Publication information
- Publisher: Sergio Bonelli Editore
- Publication date: June 1988 – January 2005
- Main character(s): Nick Raider

Creative team
- Created by: Claudio Nizzi, Giampiero Casertano
- Written by: Claudio Nizzi
- Artist(s): Giampiero Casertano

= Nick Raider =

Comics character

Nick Raider is a fictional comic detective whose series was published from 1988 to 2005 by Sergio Bonelli Editore in Italy. Graphically inspired by the American actor Robert Mitchum, it was created by writer Claudio Nizzi and artist Giampiero Casertano. His partner Marvin Brown was inspired by Eddie Murphy. Nick Raider's stories are set in New York City.

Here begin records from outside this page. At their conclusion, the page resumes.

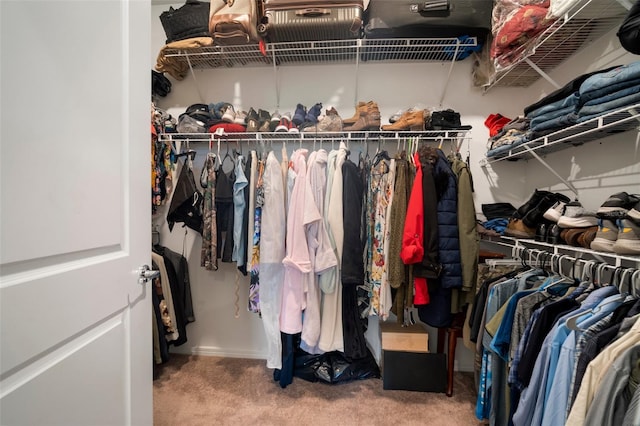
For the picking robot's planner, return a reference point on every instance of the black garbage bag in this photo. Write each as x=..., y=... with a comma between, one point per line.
x=334, y=367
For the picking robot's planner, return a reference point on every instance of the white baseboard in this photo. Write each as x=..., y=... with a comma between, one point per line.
x=221, y=352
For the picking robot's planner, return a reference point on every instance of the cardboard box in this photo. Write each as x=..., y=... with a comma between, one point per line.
x=406, y=361
x=395, y=337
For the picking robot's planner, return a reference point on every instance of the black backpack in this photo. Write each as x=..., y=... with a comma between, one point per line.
x=190, y=20
x=629, y=32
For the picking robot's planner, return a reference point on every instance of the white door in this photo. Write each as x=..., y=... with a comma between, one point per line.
x=75, y=324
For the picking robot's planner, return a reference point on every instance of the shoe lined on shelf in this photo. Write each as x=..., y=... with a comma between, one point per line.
x=369, y=119
x=313, y=114
x=299, y=115
x=264, y=120
x=576, y=216
x=606, y=235
x=361, y=107
x=410, y=120
x=628, y=241
x=617, y=205
x=516, y=228
x=634, y=212
x=533, y=201
x=330, y=123
x=275, y=121
x=252, y=121
x=536, y=215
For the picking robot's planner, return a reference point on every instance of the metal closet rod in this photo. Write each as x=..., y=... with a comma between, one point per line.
x=367, y=136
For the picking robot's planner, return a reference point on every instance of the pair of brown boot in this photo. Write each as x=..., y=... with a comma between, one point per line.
x=366, y=117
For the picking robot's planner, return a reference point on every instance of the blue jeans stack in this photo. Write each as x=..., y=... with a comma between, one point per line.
x=609, y=91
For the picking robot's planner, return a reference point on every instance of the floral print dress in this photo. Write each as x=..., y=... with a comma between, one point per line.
x=209, y=258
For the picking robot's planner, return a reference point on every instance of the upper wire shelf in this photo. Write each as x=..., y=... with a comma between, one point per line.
x=579, y=252
x=334, y=51
x=622, y=120
x=363, y=136
x=585, y=22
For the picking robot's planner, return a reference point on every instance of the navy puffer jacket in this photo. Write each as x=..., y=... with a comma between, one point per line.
x=438, y=312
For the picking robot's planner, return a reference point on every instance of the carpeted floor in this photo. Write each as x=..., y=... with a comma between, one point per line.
x=198, y=390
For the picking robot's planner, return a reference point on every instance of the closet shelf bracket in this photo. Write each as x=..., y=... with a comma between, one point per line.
x=556, y=174
x=451, y=64
x=193, y=75
x=542, y=73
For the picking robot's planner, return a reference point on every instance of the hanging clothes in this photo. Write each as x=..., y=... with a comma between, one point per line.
x=209, y=252
x=533, y=397
x=467, y=234
x=297, y=262
x=413, y=235
x=397, y=271
x=386, y=301
x=239, y=206
x=163, y=287
x=272, y=231
x=186, y=203
x=253, y=250
x=246, y=243
x=224, y=210
x=380, y=193
x=331, y=332
x=321, y=254
x=438, y=312
x=256, y=220
x=352, y=266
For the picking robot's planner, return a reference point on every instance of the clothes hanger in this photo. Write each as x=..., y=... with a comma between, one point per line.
x=635, y=284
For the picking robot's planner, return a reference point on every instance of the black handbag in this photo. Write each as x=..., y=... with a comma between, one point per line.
x=160, y=85
x=188, y=21
x=445, y=120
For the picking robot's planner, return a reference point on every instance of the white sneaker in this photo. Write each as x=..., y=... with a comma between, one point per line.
x=240, y=118
x=575, y=216
x=554, y=212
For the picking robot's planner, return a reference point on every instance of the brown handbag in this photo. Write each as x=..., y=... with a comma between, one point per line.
x=233, y=22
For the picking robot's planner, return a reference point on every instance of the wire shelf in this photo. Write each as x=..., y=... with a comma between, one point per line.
x=622, y=120
x=333, y=51
x=586, y=22
x=366, y=136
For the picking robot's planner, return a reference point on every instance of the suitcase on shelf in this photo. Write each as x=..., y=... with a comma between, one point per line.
x=311, y=20
x=428, y=18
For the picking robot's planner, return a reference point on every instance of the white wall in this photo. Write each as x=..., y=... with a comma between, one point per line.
x=393, y=87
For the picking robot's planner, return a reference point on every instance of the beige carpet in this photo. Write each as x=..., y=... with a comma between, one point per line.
x=198, y=390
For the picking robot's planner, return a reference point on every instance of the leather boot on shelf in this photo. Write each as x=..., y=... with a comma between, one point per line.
x=360, y=108
x=367, y=121
x=410, y=120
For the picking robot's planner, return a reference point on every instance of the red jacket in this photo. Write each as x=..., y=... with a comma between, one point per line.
x=413, y=234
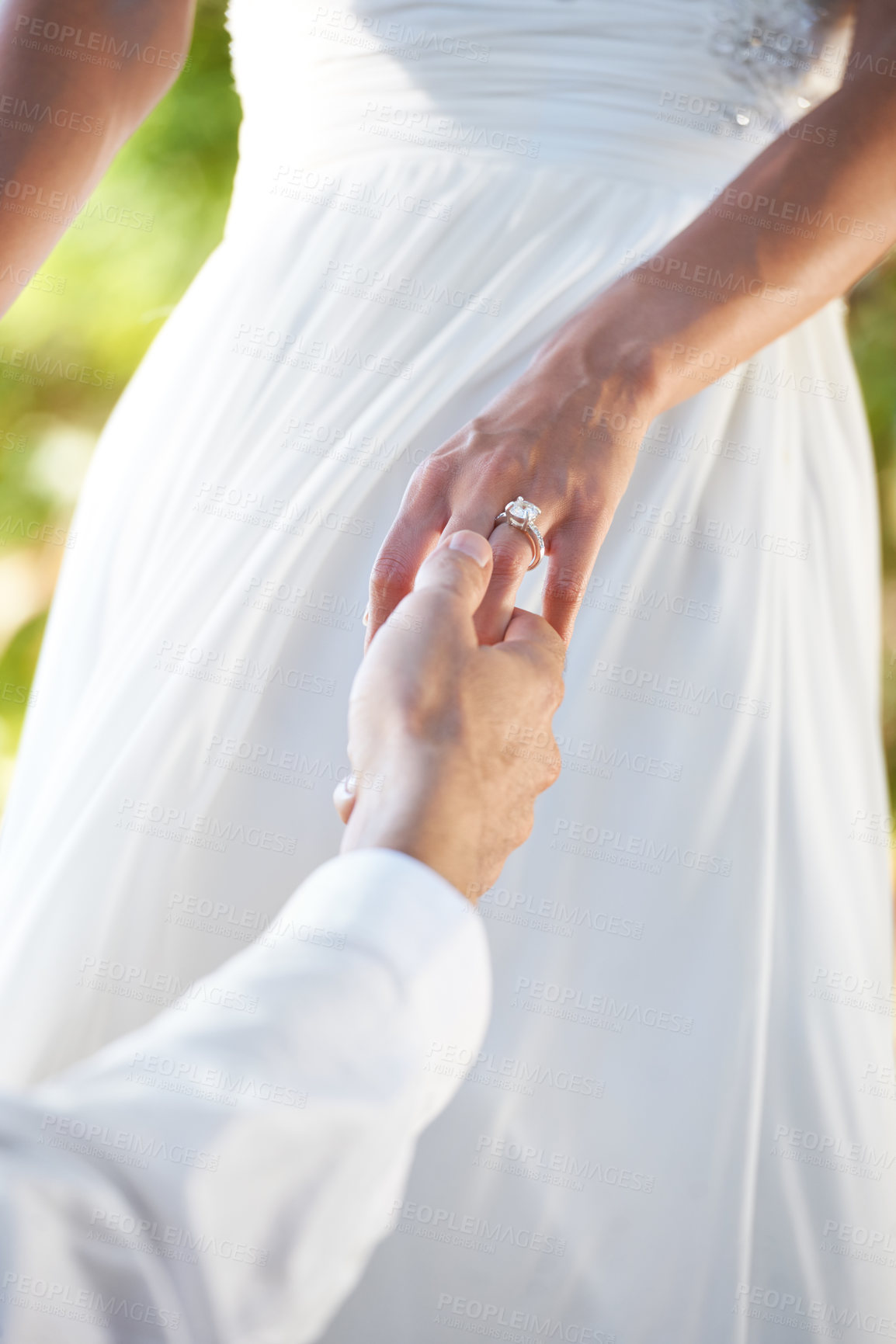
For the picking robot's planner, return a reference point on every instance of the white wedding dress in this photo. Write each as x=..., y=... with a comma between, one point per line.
x=682, y=1125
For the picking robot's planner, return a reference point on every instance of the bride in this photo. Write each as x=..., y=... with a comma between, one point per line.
x=589, y=255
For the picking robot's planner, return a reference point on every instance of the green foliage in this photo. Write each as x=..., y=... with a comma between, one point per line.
x=121, y=268
x=123, y=274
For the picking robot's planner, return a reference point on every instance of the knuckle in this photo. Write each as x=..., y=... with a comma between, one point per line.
x=391, y=573
x=568, y=590
x=509, y=561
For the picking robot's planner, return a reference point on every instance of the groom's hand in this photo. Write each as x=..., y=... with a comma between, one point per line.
x=450, y=742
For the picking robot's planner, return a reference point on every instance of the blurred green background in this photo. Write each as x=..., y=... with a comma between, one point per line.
x=124, y=273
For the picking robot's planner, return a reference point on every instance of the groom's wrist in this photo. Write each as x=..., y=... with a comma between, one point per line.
x=418, y=819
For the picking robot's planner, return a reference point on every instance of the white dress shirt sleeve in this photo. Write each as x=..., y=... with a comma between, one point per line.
x=224, y=1174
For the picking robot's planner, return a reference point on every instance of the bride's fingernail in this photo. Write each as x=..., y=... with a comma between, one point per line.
x=472, y=544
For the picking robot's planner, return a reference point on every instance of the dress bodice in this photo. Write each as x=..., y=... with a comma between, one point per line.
x=660, y=89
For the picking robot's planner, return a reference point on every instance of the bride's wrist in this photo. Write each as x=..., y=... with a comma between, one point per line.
x=609, y=364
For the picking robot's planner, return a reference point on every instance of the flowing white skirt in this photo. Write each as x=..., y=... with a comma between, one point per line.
x=682, y=1125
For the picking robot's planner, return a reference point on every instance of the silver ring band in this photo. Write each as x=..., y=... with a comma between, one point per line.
x=520, y=514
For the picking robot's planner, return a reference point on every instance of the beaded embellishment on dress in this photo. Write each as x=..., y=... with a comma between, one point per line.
x=787, y=54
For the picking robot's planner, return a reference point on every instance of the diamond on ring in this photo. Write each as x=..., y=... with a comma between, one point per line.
x=520, y=512
x=522, y=515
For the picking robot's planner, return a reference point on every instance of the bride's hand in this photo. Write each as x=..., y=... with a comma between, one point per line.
x=564, y=436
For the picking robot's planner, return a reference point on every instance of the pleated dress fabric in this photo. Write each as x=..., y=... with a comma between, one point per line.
x=682, y=1123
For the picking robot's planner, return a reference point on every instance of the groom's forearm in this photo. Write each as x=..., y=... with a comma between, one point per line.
x=77, y=77
x=794, y=230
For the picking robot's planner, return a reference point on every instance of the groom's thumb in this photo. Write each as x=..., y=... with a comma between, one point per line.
x=460, y=568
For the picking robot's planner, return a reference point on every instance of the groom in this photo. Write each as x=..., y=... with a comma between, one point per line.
x=224, y=1174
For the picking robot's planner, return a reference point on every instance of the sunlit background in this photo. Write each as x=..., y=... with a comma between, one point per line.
x=125, y=264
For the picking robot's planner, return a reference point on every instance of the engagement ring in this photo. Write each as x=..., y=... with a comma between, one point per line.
x=522, y=515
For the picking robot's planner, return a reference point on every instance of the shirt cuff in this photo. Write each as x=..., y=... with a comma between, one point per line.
x=401, y=912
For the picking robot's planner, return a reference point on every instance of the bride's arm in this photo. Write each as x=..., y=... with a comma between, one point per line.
x=93, y=70
x=636, y=349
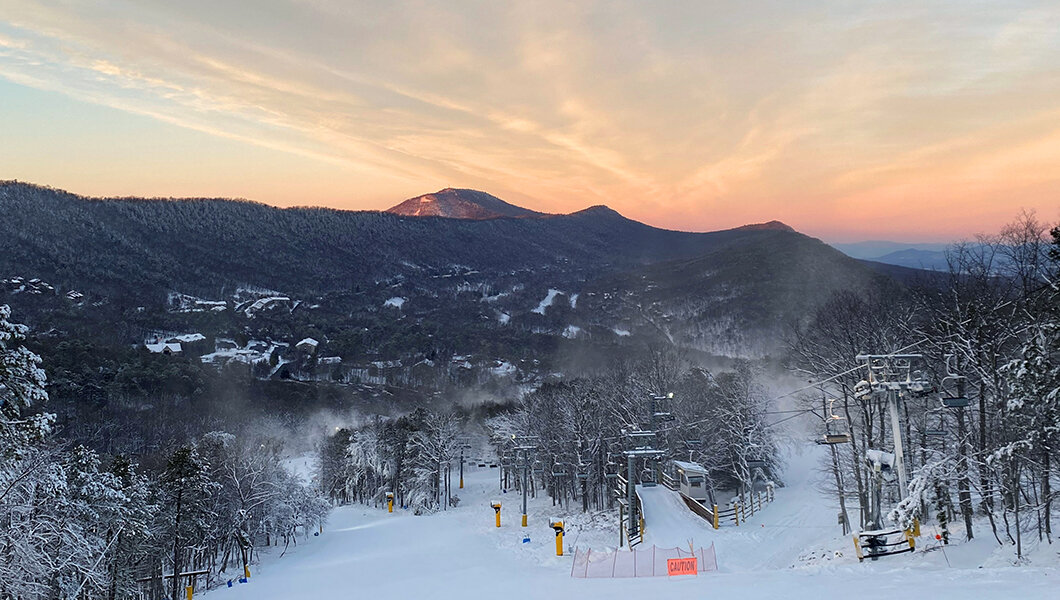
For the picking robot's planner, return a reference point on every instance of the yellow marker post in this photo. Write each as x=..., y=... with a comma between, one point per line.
x=558, y=526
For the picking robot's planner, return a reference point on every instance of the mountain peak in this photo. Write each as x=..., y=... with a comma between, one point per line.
x=453, y=203
x=770, y=226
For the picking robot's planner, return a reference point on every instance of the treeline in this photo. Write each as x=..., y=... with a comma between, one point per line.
x=994, y=321
x=74, y=524
x=579, y=429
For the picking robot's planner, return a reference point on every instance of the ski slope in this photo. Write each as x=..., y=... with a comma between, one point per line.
x=774, y=537
x=366, y=552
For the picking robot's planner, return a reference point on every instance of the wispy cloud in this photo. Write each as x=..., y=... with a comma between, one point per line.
x=698, y=115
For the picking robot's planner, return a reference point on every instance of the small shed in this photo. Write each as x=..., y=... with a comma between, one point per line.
x=692, y=477
x=163, y=348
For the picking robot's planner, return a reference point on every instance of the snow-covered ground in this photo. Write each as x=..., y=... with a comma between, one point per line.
x=785, y=550
x=547, y=301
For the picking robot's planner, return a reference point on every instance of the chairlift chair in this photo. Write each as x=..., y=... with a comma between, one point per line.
x=832, y=439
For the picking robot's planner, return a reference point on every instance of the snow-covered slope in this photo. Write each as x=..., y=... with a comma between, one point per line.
x=366, y=552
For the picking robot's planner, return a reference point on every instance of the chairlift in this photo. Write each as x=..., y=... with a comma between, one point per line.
x=832, y=439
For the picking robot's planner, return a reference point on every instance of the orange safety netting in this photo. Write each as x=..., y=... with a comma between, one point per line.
x=637, y=562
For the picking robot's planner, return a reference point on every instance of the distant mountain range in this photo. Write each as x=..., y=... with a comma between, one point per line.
x=928, y=256
x=460, y=204
x=478, y=272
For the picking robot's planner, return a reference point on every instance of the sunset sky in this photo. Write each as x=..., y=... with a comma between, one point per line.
x=914, y=121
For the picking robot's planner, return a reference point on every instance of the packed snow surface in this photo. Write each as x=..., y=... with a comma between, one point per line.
x=790, y=549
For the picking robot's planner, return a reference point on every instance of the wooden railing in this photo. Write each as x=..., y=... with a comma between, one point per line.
x=736, y=514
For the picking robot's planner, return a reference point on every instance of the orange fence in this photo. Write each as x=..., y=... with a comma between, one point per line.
x=638, y=562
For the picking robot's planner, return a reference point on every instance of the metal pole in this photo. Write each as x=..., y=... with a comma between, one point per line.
x=896, y=429
x=525, y=464
x=630, y=486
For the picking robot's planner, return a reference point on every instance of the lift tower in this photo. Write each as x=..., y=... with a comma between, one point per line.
x=894, y=376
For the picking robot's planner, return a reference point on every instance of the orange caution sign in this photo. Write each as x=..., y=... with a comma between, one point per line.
x=682, y=566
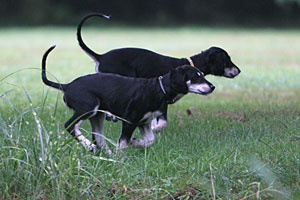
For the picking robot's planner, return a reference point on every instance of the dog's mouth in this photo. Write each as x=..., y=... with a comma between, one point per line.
x=231, y=72
x=202, y=89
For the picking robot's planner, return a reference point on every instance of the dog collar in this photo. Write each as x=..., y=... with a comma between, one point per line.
x=190, y=61
x=161, y=85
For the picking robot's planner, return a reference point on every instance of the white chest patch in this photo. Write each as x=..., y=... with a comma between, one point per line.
x=150, y=115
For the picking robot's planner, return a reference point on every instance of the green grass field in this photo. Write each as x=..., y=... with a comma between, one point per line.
x=240, y=142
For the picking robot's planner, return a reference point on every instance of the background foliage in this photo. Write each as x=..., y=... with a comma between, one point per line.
x=155, y=12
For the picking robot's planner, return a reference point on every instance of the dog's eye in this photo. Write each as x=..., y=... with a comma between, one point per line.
x=200, y=74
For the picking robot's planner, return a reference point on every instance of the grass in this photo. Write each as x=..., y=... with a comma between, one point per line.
x=241, y=142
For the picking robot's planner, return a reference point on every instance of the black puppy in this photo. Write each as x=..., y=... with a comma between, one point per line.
x=137, y=100
x=135, y=62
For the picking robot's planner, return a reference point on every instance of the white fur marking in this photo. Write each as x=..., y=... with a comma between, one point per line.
x=198, y=88
x=123, y=144
x=147, y=137
x=81, y=137
x=98, y=131
x=150, y=115
x=231, y=72
x=158, y=125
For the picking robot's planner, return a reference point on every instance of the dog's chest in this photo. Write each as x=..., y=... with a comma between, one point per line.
x=147, y=118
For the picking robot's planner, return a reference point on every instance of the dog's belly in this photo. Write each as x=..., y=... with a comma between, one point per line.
x=147, y=118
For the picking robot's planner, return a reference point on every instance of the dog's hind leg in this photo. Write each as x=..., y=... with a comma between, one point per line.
x=127, y=130
x=147, y=137
x=97, y=123
x=73, y=125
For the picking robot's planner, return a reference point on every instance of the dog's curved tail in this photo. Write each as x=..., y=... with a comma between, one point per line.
x=90, y=52
x=44, y=77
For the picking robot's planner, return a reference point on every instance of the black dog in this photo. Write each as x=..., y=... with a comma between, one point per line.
x=137, y=100
x=135, y=62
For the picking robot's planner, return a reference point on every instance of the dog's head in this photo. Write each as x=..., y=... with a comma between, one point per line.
x=218, y=63
x=186, y=79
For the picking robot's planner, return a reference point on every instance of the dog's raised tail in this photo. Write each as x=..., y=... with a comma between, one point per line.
x=79, y=38
x=44, y=77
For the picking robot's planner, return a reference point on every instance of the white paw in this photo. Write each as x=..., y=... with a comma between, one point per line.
x=158, y=125
x=141, y=143
x=93, y=148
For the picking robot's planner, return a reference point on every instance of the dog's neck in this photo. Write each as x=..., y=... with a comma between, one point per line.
x=171, y=94
x=200, y=61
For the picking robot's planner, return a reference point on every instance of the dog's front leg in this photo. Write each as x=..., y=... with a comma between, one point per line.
x=127, y=130
x=159, y=123
x=97, y=123
x=147, y=137
x=72, y=126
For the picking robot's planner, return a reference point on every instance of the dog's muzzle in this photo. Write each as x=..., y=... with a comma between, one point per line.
x=202, y=88
x=231, y=72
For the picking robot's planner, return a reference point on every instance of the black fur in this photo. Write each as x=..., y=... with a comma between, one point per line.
x=136, y=62
x=127, y=97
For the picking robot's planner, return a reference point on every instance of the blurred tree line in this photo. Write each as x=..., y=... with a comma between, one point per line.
x=153, y=12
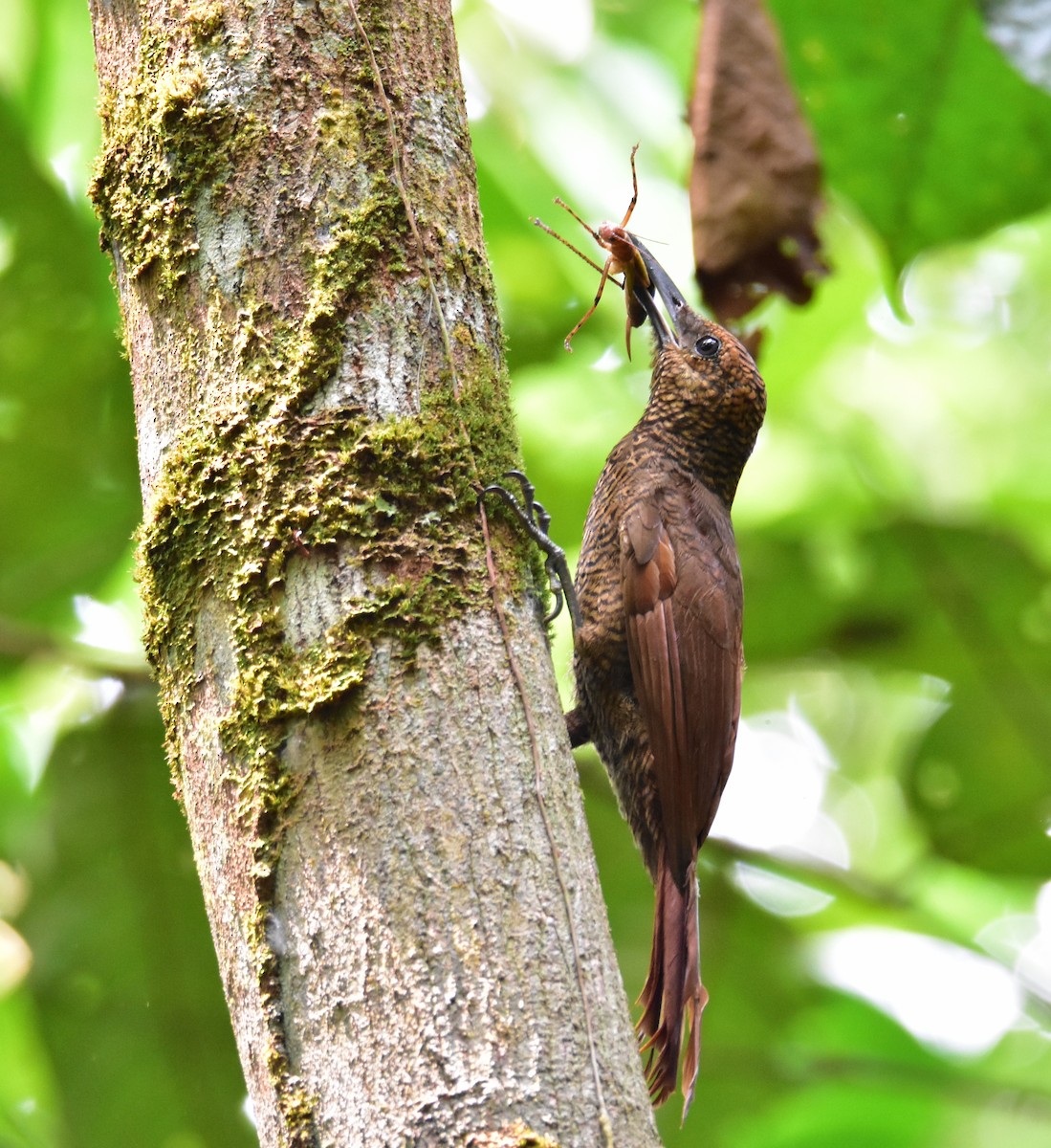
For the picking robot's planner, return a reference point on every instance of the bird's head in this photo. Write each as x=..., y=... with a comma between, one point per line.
x=705, y=382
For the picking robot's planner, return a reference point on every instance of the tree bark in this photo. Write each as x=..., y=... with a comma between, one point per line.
x=375, y=772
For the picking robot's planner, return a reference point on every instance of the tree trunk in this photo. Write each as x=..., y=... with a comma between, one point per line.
x=412, y=952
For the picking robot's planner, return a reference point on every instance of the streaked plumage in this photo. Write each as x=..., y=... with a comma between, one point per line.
x=658, y=654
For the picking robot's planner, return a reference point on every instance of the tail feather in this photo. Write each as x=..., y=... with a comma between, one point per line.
x=672, y=997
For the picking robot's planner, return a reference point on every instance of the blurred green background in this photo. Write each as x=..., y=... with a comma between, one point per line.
x=877, y=895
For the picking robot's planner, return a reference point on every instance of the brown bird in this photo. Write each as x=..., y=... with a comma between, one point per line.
x=658, y=635
x=658, y=643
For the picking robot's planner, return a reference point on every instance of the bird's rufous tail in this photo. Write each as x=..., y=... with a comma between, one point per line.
x=673, y=997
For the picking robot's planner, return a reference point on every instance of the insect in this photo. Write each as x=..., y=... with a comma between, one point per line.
x=624, y=259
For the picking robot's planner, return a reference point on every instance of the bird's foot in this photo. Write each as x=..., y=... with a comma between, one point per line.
x=536, y=520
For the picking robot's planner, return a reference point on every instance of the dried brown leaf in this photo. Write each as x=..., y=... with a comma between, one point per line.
x=755, y=187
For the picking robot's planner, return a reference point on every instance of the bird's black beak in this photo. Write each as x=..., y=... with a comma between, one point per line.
x=646, y=293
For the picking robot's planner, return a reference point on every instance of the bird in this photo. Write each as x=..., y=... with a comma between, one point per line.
x=658, y=655
x=656, y=608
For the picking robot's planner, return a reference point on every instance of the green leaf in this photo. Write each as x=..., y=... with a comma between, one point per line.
x=69, y=497
x=919, y=120
x=125, y=977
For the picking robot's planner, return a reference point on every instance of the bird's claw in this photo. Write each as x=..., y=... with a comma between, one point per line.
x=536, y=520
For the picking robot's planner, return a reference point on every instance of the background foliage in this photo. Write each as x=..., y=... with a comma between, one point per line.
x=876, y=900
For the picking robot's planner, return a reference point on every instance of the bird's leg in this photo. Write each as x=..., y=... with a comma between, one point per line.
x=536, y=520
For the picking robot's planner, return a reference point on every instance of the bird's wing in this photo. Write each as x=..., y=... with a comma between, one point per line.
x=683, y=602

Writers who worked on the regular series include Gianfranco Manfredi, Stefano Piani, Tito Faraci and Gino D'Antonio; artists include Gustavo Trigo, Ivo Milazzo, Ferdinando Tacconi, Sergio Toppi and Luigi Siniscalchi.

In 2006, IF Edizioni published a 4-issue Nick Raider miniseries, also written by Nizzi.

In India, Prakash Publishers regularly feature the Nick Raider stories in their Tamil Comics brand, Muthu Comics starting from 1990s. He is christened as Detective Robin in their storylines.